Visiting the “Big Rock”

It’s located off highway #7 which is 10 kilometres southwest of Okotoks. You can visit but you can’t climb the rock because the quartzite is slippery with pieces breaking off in climbers’ hands. It will look tempting to climb but it’s not meant to be climbed because you could damage the aboriginal pictographs found on the rock. Stay on the ground and enjoy the colours, textures and feel of the rock. The City works to preserve this Provincial Historical Resource.

About the “Big Rock”

The “Big Rock” has hardened layers of sand, smell pebbles and silt that you can see up close. The layers of sediment deposited around 520 million years ago are a piece of the Gog Formation.  Sediment was buried layer on layer as time passed and then heat and pressure generated by the weight over the sediments compacted and cemented sand grains into a hard rock called quartzite.
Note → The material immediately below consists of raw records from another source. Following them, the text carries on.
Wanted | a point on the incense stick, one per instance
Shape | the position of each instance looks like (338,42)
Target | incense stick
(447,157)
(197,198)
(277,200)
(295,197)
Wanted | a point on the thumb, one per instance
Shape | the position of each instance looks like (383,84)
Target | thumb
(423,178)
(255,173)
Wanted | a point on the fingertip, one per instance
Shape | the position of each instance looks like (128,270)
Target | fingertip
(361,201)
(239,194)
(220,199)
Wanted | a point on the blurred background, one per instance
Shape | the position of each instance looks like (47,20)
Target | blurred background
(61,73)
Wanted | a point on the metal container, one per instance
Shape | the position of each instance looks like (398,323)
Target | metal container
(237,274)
Big Rock was originally a part of a mount that is now Jasper National Park. Since the Rocky’s are made of limestone, quartzite is less commonly found there and was only discovered when a large rockslide crashed debris onto a glacier occupying present day Athabasca River valley.

The debris included Big Rock and was carried on the surface of the glacier before it slowly moved to the mountain front, collided with an ice mass before deflecting southeast and depositing erratics after the ice melted.

Check out the Big Rock which is split down the middle appearing to have faces on it and is revered by the Blackfoot people of Okotok.